The couple said to have killed two Las Vegas police officers Sunday bragged that they were part of the recent standoff at Cliven Bundy’s ranch, neighbors say.
Las Vegas Metropolitan Police Department officers are at the scene of a shooting on June 8, 2014 in Las Vegas.
Las Vegas Metropolitan Police Department officers are at the scene of a shooting on June 8, 2014 in Las Vegas.

The man and woman said to have shot and killed two police officers and a third person in Las Vegas Sunday bragged that they had been involved in the recent standoff with the federal government at Cliven Bundy’s Nevada ranch, neighbors of the pair have told local Nevada papers. And early reports suggest the couple may have been motivated by anti-government extremism.

The couple shot two Las Vegas police officers who were eating lunch at a pizza restaurant, then minutes later killed a third person at a nearby Wal-Mart. The woman then killed the man before turning the gun on herself, in what police have said was an apparent suicide pact.

A law enforcement source with knowledge of the situation told NBC the suspects were Jerad Miller and Amanda Miller. The two slain officers have been identified by police as Alyn Beck, 41, and Igor Soldo, 31. The Clark County Coroner’s Office identified the person killed at the Wal-Mart as Joseph Robert Wilcox, 31.

“What precipitated this event we do not know,” Sheriff Doug Gillespie said at a press conference Sunday. But in news reports, a preliminary picture of the shooters as radical anti-government extremists has begun to emerge.
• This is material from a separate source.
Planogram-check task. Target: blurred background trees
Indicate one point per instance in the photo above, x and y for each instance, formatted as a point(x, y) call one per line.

The Las Vegas Sun reported that residents of the apartment building where the Millers lived said they “had a reputation for spouting racist, anti-government views, bragging about their gun collection, and boasting that they’d spent time at Cliven Bundy’s ranch during a recent standoff there between armed militia members and federal government agents.”

Sue Hale, a neighbor of the Millers, told the paper that the two had bragged to her that they were at Bundy’s ranch. And a second neighbor, Brandon Monroe, told the Las Vegas Review Journal  that the male member of the couple said that he had been kicked off the ranch.
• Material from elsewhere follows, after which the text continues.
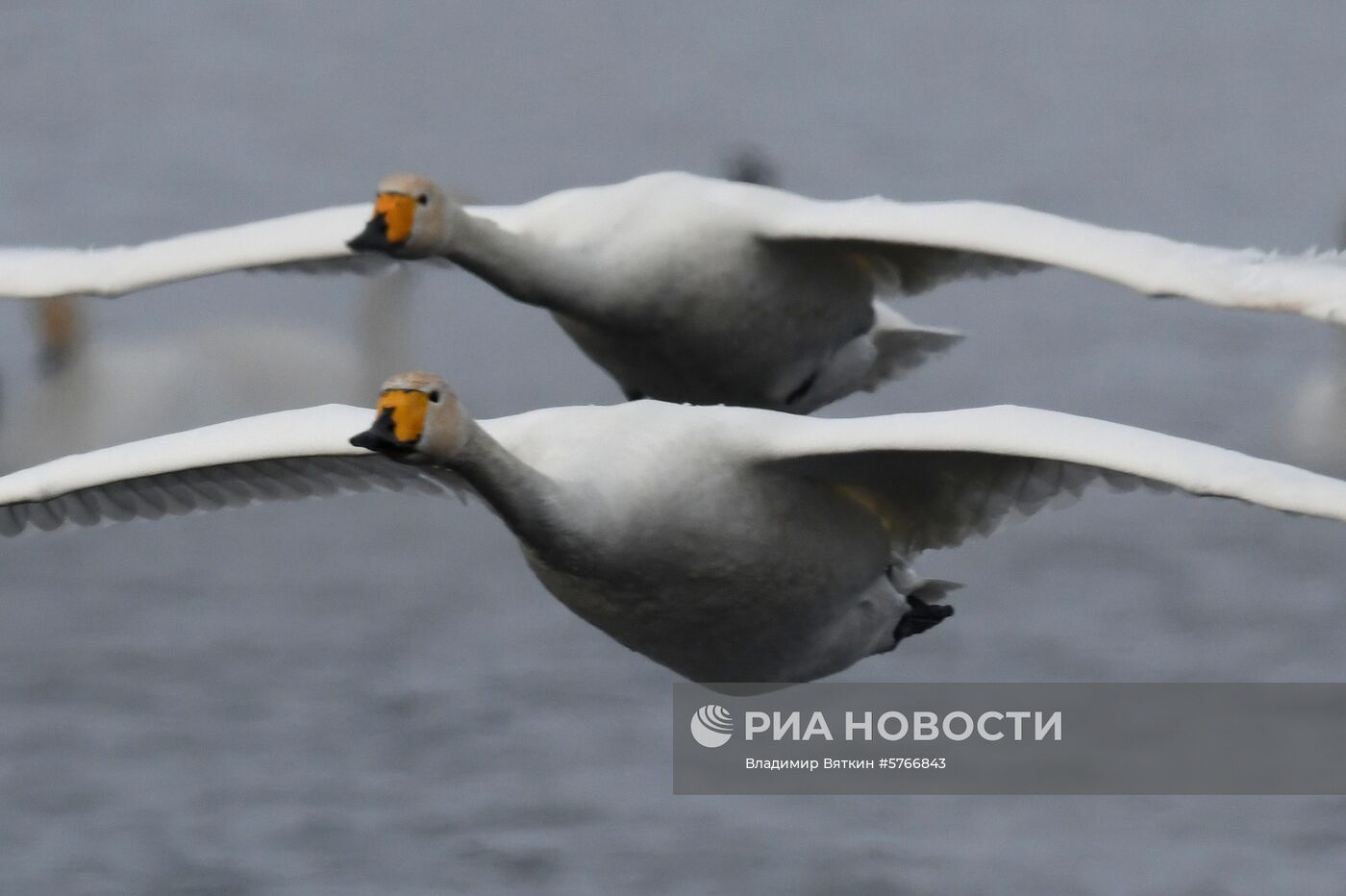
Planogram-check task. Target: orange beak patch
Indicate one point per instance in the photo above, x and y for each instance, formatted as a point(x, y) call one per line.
point(399, 212)
point(408, 408)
The Sun also reported that according to a police officer and a witness, one of the shooters shouted “This is a revolution,” and “We are freedom fighters.”

The Review-Journal reported that the couple draped the slain officers with the Gadsden Flag—the yellow “Don’t Tread on Me” flag that has been used as a symbol of anti-government sentiment both by far-right extremist groups and by the tea party. The paper also reported that police found swastika symbols during their initial search of the Miller’s apartment.

A post on the website of the Southern Poverty Law Center, which tracks right-wing extremism, rounds up the Millers’ apparent ties to the far-right “Patriot” and militia movements.